Missing Data Processing
In the initial sentiment score matrix, a significant proportion of missing values was observed, with some indicators exhibiting missing rates as high as 99% (
See Figure 5). Since PLS-SEM requires complete datasets for accurate model estimation, handling missing sentiment scores was a critical step before proceeding with structural modeling. Missing values in the sentiment score matrix primarily arose due to three reasons. First, some consumer reviews did not explicitly mention specific MCCP dimensions. For instance, a review may discuss design aesthetics and cultural attributes but not address price or functionality. In such cases, no sentiment score could be assigned to the unmentioned dimensions. Second, sentiment analysis tools occasionally fail to classify a sentiment score due to ambiguous phrasing or indirect expressions in consumer reviews. Thirdly, the selection of keywords, particularly those that barely met the minimum occurrence threshold (i.e., 10) in the dataset, also contributed to the issue of a high missing rate.
To effectively address this issue, a keyword aggregation approach was implemented. Instead of treating each keyword as an independent metric, the 152 identified keywords (Column 3 in
Table 6) were grouped under their respective indicators (Column 2 in
Table 6), with their sentiment occurrences summed to generate aggregated indicator scores. This aggregation allowed missing values at the keyword level to be absorbed within the broader indicator-level structure, thereby reducing data missingness (black line in
Figure 5) and streamlining the complexity of the PLS-SEM model.
To systematically address missing values, KNN imputation was applied. While the 20% missing data threshold is commonly used in structured survey data, it is less applicable to consumer reviews, where missing sentiment scores arise from content-driven omissions rather than data errors. Strictly following the 20% rule would lead to excessive data loss, excluding valuable insights. Although studies suggest KNN can handle up to 90% missingness (Marchang & Tripathi, 2021), such high thresholds increase uncertainty.
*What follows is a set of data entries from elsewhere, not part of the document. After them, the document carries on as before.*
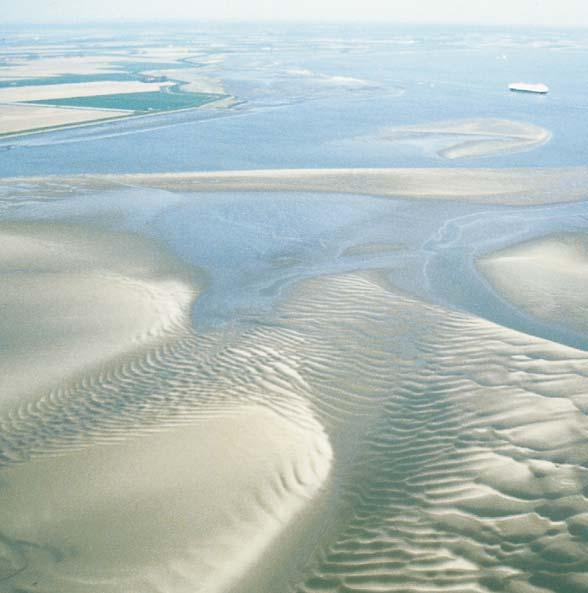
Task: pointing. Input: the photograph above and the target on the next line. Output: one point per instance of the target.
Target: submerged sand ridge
(471, 138)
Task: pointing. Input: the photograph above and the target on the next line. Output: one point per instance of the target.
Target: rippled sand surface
(353, 436)
(548, 277)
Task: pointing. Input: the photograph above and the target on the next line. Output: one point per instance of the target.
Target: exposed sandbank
(546, 277)
(73, 298)
(491, 186)
(183, 509)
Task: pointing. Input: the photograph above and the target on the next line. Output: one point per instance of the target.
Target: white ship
(526, 87)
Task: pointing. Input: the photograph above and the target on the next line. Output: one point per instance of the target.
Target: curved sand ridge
(471, 138)
(458, 464)
(73, 298)
(489, 186)
(109, 484)
(547, 277)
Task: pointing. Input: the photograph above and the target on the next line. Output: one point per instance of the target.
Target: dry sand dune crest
(547, 277)
(73, 298)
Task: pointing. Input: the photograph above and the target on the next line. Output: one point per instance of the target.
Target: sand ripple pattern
(460, 447)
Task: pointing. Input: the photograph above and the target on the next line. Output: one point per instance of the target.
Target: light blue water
(294, 115)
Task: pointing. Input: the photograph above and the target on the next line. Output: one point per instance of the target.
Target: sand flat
(547, 277)
(70, 301)
(492, 186)
(182, 509)
(85, 89)
(24, 118)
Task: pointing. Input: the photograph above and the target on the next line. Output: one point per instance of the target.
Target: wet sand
(489, 186)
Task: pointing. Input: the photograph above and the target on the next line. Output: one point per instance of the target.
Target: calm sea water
(320, 96)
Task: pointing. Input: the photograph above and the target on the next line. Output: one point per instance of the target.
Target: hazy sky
(531, 12)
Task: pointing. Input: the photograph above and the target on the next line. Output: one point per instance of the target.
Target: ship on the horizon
(526, 87)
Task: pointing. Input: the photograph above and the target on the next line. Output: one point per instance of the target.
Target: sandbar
(471, 138)
(522, 186)
(73, 298)
(547, 277)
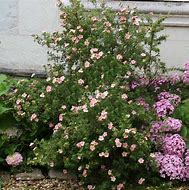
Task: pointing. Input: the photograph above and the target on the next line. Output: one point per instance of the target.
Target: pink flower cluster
(166, 104)
(169, 125)
(170, 165)
(163, 108)
(173, 98)
(15, 159)
(173, 145)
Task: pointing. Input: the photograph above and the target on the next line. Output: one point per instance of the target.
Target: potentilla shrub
(109, 63)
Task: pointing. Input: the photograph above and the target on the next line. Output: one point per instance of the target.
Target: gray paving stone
(36, 174)
(8, 16)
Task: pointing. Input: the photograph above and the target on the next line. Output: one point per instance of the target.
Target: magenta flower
(15, 159)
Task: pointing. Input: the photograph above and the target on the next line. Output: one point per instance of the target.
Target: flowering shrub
(15, 159)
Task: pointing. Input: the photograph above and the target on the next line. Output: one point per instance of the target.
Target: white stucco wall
(19, 19)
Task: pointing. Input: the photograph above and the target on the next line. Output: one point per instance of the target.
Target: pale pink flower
(106, 154)
(14, 159)
(104, 134)
(74, 50)
(133, 62)
(133, 112)
(63, 107)
(141, 181)
(94, 50)
(48, 88)
(34, 117)
(60, 117)
(57, 126)
(104, 94)
(140, 160)
(110, 126)
(94, 19)
(135, 20)
(103, 115)
(65, 171)
(133, 147)
(84, 173)
(90, 187)
(99, 55)
(109, 172)
(80, 144)
(84, 108)
(120, 186)
(24, 95)
(80, 36)
(75, 109)
(125, 145)
(124, 154)
(51, 125)
(118, 143)
(119, 57)
(87, 64)
(60, 80)
(92, 147)
(19, 101)
(143, 54)
(93, 102)
(81, 81)
(124, 96)
(86, 42)
(101, 154)
(122, 19)
(100, 138)
(42, 95)
(127, 36)
(94, 143)
(107, 24)
(113, 178)
(81, 30)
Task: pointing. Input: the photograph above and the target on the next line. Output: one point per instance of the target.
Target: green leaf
(3, 109)
(3, 78)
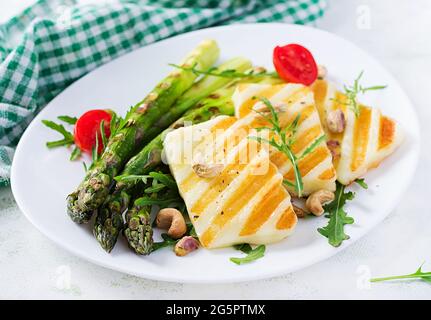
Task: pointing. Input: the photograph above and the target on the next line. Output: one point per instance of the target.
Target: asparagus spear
(138, 130)
(109, 222)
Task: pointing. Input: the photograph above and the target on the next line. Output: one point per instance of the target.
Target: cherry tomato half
(294, 63)
(86, 128)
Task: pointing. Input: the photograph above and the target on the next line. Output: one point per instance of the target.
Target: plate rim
(416, 142)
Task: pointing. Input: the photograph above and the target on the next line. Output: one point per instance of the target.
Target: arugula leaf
(229, 73)
(362, 183)
(67, 136)
(251, 256)
(338, 218)
(132, 177)
(419, 274)
(352, 92)
(167, 242)
(68, 119)
(244, 247)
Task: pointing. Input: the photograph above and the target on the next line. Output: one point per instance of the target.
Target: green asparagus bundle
(135, 133)
(109, 222)
(138, 225)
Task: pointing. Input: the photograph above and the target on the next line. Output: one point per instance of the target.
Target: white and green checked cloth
(54, 42)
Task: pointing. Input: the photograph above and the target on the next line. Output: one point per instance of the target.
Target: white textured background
(398, 33)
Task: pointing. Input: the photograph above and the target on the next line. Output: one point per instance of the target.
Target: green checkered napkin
(54, 42)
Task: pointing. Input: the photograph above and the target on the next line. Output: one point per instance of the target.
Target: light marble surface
(398, 35)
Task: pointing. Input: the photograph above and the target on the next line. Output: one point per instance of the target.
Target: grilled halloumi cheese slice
(245, 201)
(367, 139)
(291, 101)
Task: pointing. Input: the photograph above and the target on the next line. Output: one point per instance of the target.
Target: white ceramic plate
(42, 178)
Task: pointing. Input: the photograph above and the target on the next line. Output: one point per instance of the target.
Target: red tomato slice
(294, 63)
(86, 128)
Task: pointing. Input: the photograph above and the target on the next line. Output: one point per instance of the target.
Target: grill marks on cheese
(241, 204)
(367, 140)
(291, 100)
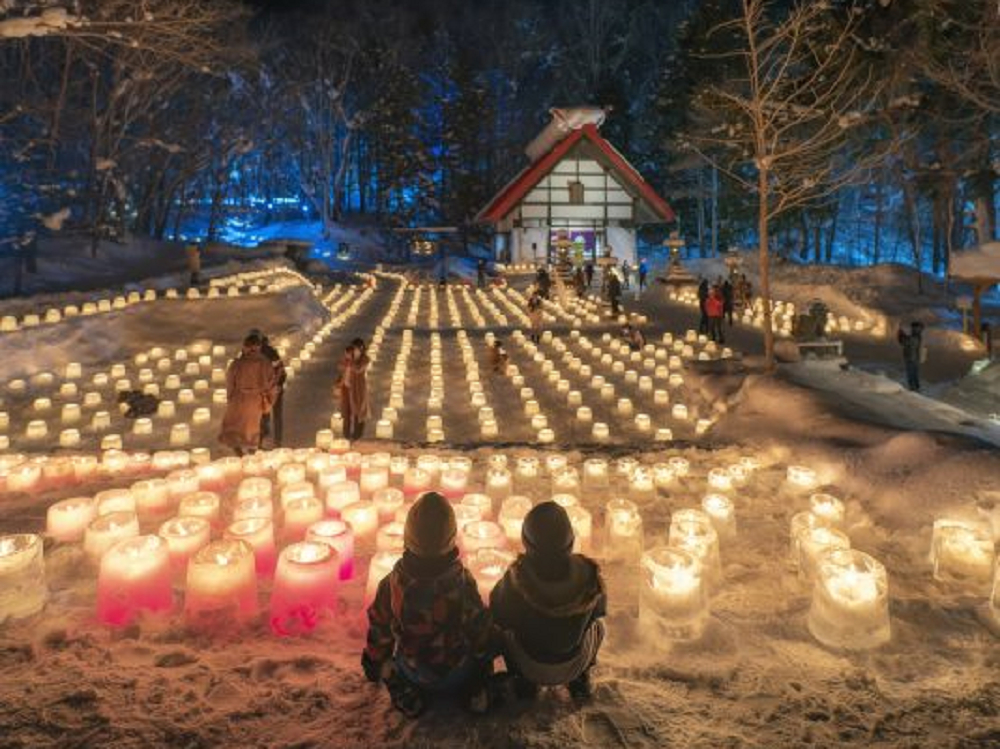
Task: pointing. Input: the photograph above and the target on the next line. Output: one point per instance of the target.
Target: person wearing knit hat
(549, 607)
(428, 630)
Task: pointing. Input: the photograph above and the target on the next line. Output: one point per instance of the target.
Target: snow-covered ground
(755, 678)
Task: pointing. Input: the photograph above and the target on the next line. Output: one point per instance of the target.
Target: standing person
(702, 299)
(549, 607)
(579, 282)
(272, 424)
(250, 393)
(353, 385)
(193, 252)
(727, 300)
(614, 292)
(535, 316)
(913, 349)
(715, 311)
(428, 630)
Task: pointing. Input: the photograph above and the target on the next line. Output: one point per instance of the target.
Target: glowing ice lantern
(827, 508)
(362, 517)
(22, 576)
(850, 602)
(498, 483)
(623, 531)
(305, 587)
(185, 536)
(107, 530)
(481, 534)
(221, 583)
(963, 553)
(673, 600)
(67, 520)
(693, 531)
(381, 565)
(720, 510)
(258, 533)
(387, 501)
(814, 543)
(801, 478)
(336, 534)
(488, 567)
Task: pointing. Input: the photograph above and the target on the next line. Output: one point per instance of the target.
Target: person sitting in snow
(549, 607)
(913, 353)
(428, 630)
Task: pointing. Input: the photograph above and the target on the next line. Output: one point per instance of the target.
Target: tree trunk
(765, 269)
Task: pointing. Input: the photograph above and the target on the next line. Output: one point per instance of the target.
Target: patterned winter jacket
(549, 617)
(428, 613)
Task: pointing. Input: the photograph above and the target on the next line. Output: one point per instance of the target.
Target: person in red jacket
(715, 308)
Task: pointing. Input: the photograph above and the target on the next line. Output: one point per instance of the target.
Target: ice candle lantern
(850, 602)
(962, 553)
(221, 582)
(22, 576)
(135, 576)
(338, 535)
(305, 587)
(673, 600)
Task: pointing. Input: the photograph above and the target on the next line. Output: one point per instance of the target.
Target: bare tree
(783, 121)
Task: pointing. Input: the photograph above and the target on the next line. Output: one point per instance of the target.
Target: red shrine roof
(508, 198)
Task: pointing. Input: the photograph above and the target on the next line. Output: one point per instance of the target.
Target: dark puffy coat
(549, 617)
(428, 612)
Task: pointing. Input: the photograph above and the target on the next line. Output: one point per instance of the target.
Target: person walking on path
(727, 300)
(715, 310)
(913, 353)
(549, 607)
(353, 386)
(535, 317)
(614, 292)
(702, 299)
(272, 424)
(193, 253)
(250, 393)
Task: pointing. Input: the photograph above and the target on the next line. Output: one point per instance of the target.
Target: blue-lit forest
(180, 120)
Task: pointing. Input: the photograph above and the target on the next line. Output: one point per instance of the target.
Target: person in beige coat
(352, 384)
(251, 388)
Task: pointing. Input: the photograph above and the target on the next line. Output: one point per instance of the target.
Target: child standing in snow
(550, 607)
(428, 630)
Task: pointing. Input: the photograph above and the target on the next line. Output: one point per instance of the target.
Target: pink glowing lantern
(258, 533)
(340, 495)
(135, 577)
(221, 583)
(67, 520)
(381, 565)
(185, 536)
(481, 534)
(338, 535)
(305, 587)
(300, 514)
(362, 517)
(390, 537)
(107, 530)
(388, 501)
(488, 567)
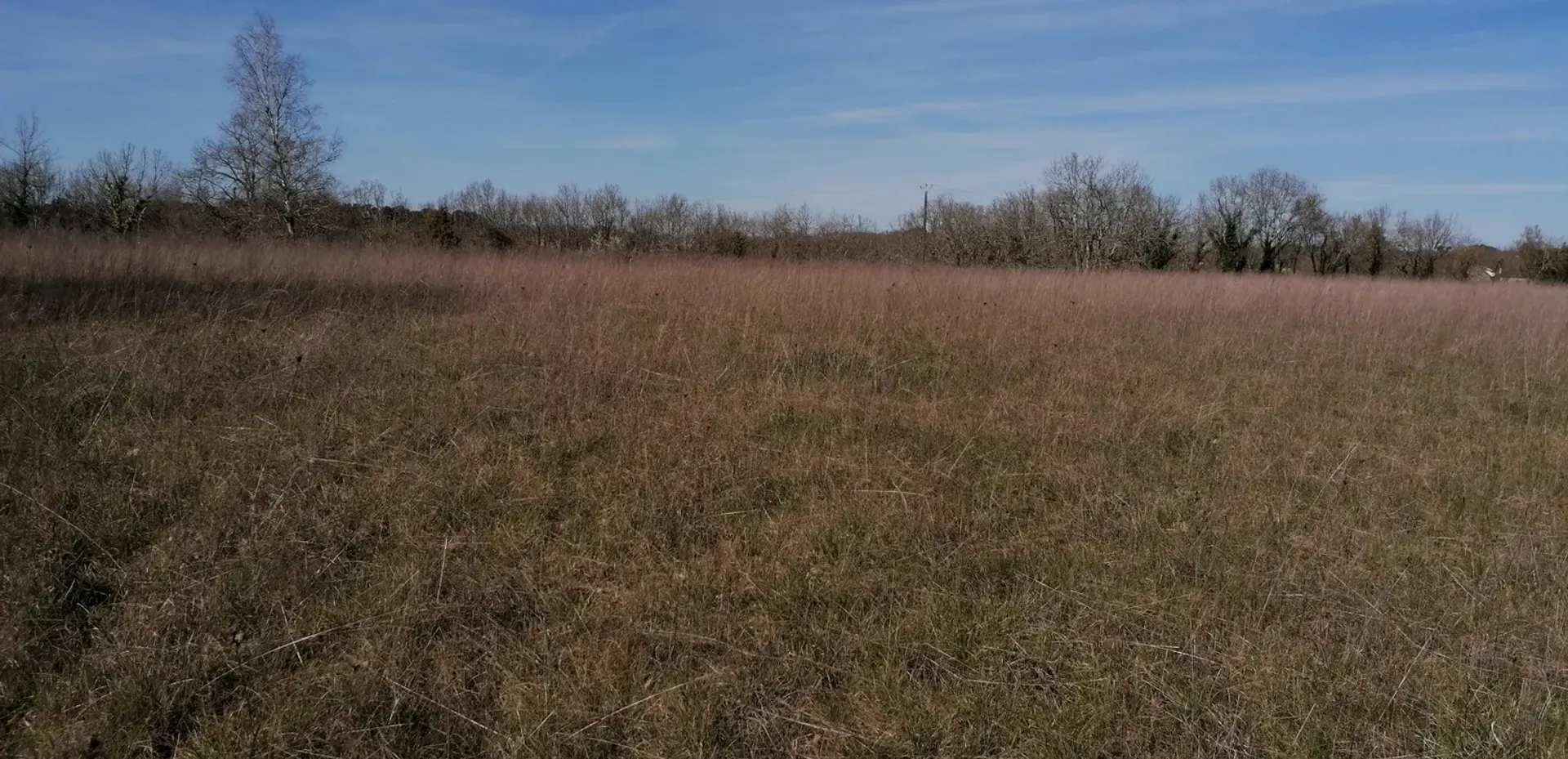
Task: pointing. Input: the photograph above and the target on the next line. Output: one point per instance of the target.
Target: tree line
(267, 173)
To strike a balance, this study adopts a 50% threshold, ensuring enough observed sentiment scores for reliable imputation while avoiding excessive reliance on estimated values. Thus, before applying KNN, cases with excessive missing values (a missing rate of more than 51%) were removed from the dataset. After this process, 523 entries remain, and the average missing rate falls from 76.04% to 46.49%.
By removing reviews with excessive missing values and applying KNN imputation, the study ensured that all retained cases had complete sentiment scores across all MCCP dimensions. This imputation step significantly enhanced the dataset’s reliability and validity, providing a solid foundation for subsequent PLS-SEM analysis.
Measurement Model Construction
The MCCP perception model was developed through a data-driven, multi-step approach that integrates text mining, sentiment analysis, expert validation, and structural modeling. This process ensures that the final model is empirically grounded while remaining theoretically relevant to existing frameworks of consumer perception. Building on the previous stages, we have systematically extracted indicators from consumer reviews through text mining techniques, including LDA+SVM and BERT+K-Means. These indicators were then grouped into broader dimensions based on expert validation, ensuring a structured and conceptually meaningful framework. Now, before proceeding to the reliability assessment, we first establish the theoretical measurement model, which organizes these dimensions into a structured representation of MCCP perception, consumer experience, and satisfaction. This model will serve as the foundation for subsequent PLS-SEM analysis.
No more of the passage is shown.